In order to get work done, you’ll need to partner with other companies, large and small, to provide services or materials that are essential to your business. It’s important to note, however, that working with any partner is inherently risky. You’re entrusting someone else with your company’s name, reputation or money. Here are some tips on how to vet potential vendors to be sure that you’re working with partners who are ethical, qualified and a great fit for your business.
1. Start at the Better Business Bureau
The Better Business Bureau (BBB) is the place to find out details about different businesses. As much a consumer resource as a professional one, the BBB provides accredited statuses to businesses that are above reproach and evaluates businesses based on their integrity and performance.
If you live in a metropolitan area, chances are you have a local BBB office that focuses solely on businesses in your region. The BBB also offers online programs to help businesses figure out everything from social media management to mobile websites. Whether you’re looking for a vendor to do business with or looking for tips and tricks for your own business, the Better Business Bureau is a great place to start.
2. Make Sure Your Vendor Is Not on a Government Watch List
The U.S. Patriot Act requires that all businesses are in compliance with the Foreign Corrupt Practices Act and the UK Anti-Bribery Regulations. Obviously, you want to steer clear of any vendor that has been found to violate either of these acts or ends up on a government watch list. In the long run, the headache of working with them will not be worth it.
3. Interview Multiple Vendors
Similar to hiring an employee, choosing to work with a vendor is determined by a variety of factors, including personality, quality of work and cultural fit.

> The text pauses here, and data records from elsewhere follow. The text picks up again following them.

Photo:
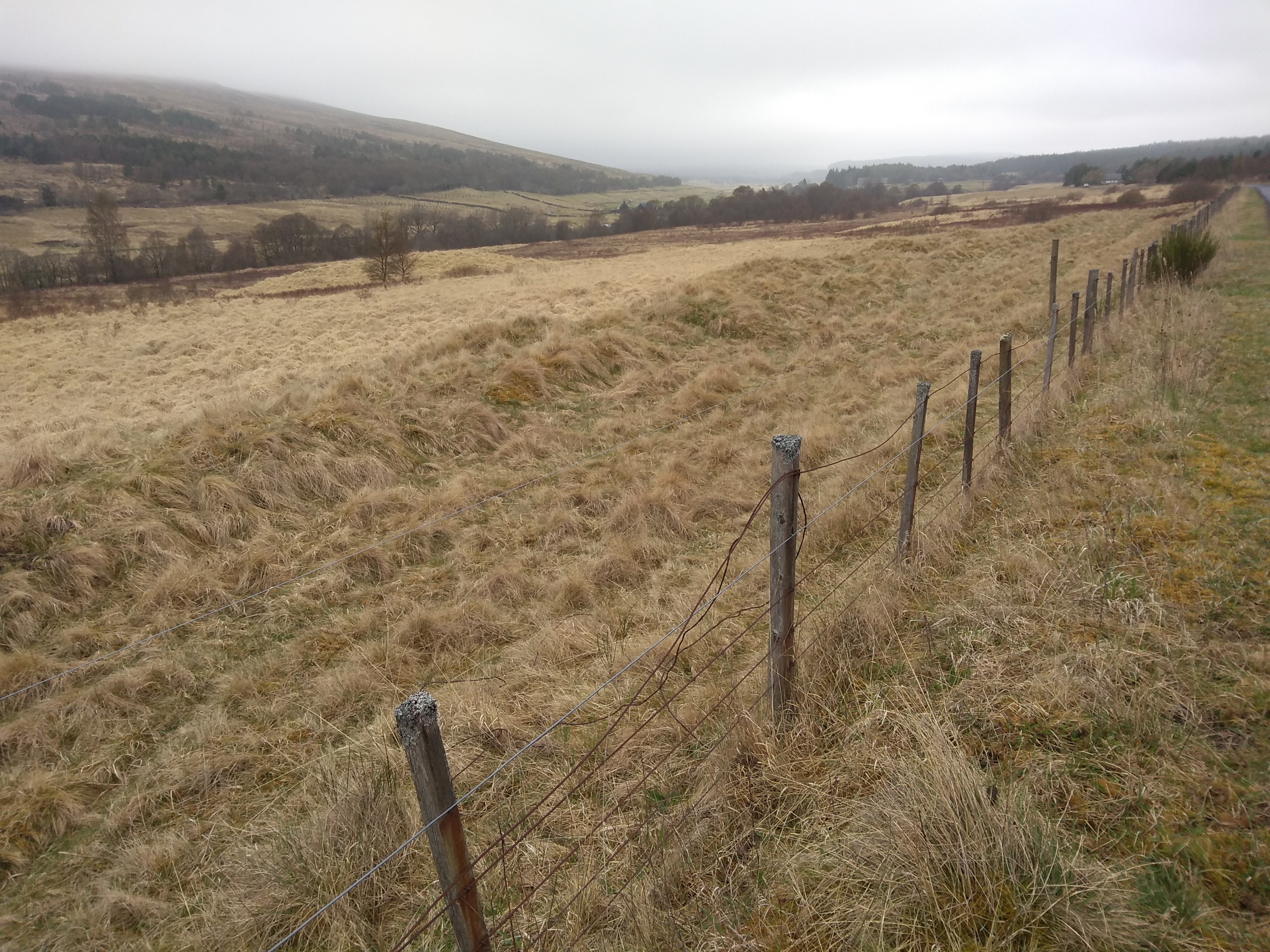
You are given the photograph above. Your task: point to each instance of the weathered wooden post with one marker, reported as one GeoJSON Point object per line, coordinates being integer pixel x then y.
{"type": "Point", "coordinates": [1005, 369]}
{"type": "Point", "coordinates": [972, 409]}
{"type": "Point", "coordinates": [419, 733]}
{"type": "Point", "coordinates": [1124, 283]}
{"type": "Point", "coordinates": [905, 541]}
{"type": "Point", "coordinates": [1091, 310]}
{"type": "Point", "coordinates": [1053, 273]}
{"type": "Point", "coordinates": [1050, 347]}
{"type": "Point", "coordinates": [1071, 329]}
{"type": "Point", "coordinates": [783, 545]}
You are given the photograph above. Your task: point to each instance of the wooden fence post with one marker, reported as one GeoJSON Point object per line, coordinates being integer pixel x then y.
{"type": "Point", "coordinates": [419, 733]}
{"type": "Point", "coordinates": [1053, 273]}
{"type": "Point", "coordinates": [972, 409]}
{"type": "Point", "coordinates": [1050, 347]}
{"type": "Point", "coordinates": [1071, 329]}
{"type": "Point", "coordinates": [783, 545]}
{"type": "Point", "coordinates": [905, 541]}
{"type": "Point", "coordinates": [1091, 310]}
{"type": "Point", "coordinates": [1124, 283]}
{"type": "Point", "coordinates": [1005, 369]}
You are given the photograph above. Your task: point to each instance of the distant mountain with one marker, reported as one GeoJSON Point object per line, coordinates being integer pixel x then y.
{"type": "Point", "coordinates": [242, 146]}
{"type": "Point", "coordinates": [1041, 168]}
{"type": "Point", "coordinates": [923, 160]}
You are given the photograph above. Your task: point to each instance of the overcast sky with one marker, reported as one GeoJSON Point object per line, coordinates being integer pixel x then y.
{"type": "Point", "coordinates": [695, 87]}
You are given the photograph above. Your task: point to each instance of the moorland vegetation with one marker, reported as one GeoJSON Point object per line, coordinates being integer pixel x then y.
{"type": "Point", "coordinates": [1037, 735]}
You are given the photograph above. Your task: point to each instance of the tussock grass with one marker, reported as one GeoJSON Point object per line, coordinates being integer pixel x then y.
{"type": "Point", "coordinates": [221, 780]}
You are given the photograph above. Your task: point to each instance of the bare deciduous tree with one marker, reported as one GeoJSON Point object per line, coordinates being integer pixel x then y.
{"type": "Point", "coordinates": [155, 254]}
{"type": "Point", "coordinates": [106, 236]}
{"type": "Point", "coordinates": [388, 252]}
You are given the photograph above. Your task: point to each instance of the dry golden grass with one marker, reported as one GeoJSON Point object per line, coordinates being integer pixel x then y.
{"type": "Point", "coordinates": [211, 788]}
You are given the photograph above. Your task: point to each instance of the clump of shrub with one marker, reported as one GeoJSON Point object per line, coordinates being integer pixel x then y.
{"type": "Point", "coordinates": [1192, 192]}
{"type": "Point", "coordinates": [1039, 211]}
{"type": "Point", "coordinates": [1183, 254]}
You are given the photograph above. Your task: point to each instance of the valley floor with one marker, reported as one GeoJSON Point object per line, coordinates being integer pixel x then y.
{"type": "Point", "coordinates": [1048, 734]}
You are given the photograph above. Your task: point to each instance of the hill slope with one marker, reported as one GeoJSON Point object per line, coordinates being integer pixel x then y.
{"type": "Point", "coordinates": [244, 148]}
{"type": "Point", "coordinates": [245, 118]}
{"type": "Point", "coordinates": [1048, 168]}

Especially if you anticipate entering into a long-term relationship with a vendor, ensuring that they are a good fit is important. Bring in a few different vendors that you have identified as candidates, and ask them the same set of questions.
If possible, have one or two other employees sit in on the interview so you can get a second opinion. In the case of how many to interview, at least three seems to be the magic number.
4. Ask for References
You can either ask for references from all of the vendors you interview, or seek references from only your list of top choices. Vendors should have a list of references at the ready, including name and contact information, for current clients who are willing to speak with you directly.
5. Take Them for a Test Drive
If you’re buying an e-ticket item, such as a customer relationship management (CRM) software program or even just high cost supplies and materials, ask the vendor for a trial period. Try to avoid signing a twelve-month contract until you’ve used the vendor one or two times. The information you gather during this testing phase is invaluable, as it will help get a real-world idea of how said vendor operates and responds to any issues.
6. Verify Their Licenses and Insurance Policies for Yourself
Don’t just take the vendor’s word for it that they are compliant with insurance and licensing requirements for their industry. Again, the Better Business Bureau is a good place to start when looking for this information. You also want to search public records to see if there have been any complaints filed against them.
Lastly, it might be worth a Google search to see what the buzz on the internet is about the vendor. Of course, take anything posted to a public forum—especially if it’s posted anonymously—with a healthy dose of salt.
7. Review Their Security, Especially Their Digital Security
Chances are that the information you’ll share with the vendor will be somewhat sensitive. Whether it’s bank account information, Social Security Numbers or technical specifications, you want to know this information will be secure. With the number of data breaches on the rise, especially among businesses, make sure to ask the vendor what security measures they have in place.
8. Ask for Your Service Level Agreement (SLA) in Writing
Then go over it carefully. A service level agreement is a contract with open-ended dating between you and the vendor that outlines what is and what is not included as part of their scope of work. It also outlines your responsibilities regarding payment, and how you and the vendor will dissolve your working relationship when the time comes.
Working with a vendor can greatly expand your business’ capabilities and response times. Make sure, however, that you’re striking up a partnership with a trusted business. That way, your business can avoid the pitfalls of entering an agreement with an unethical or ineffective vendor.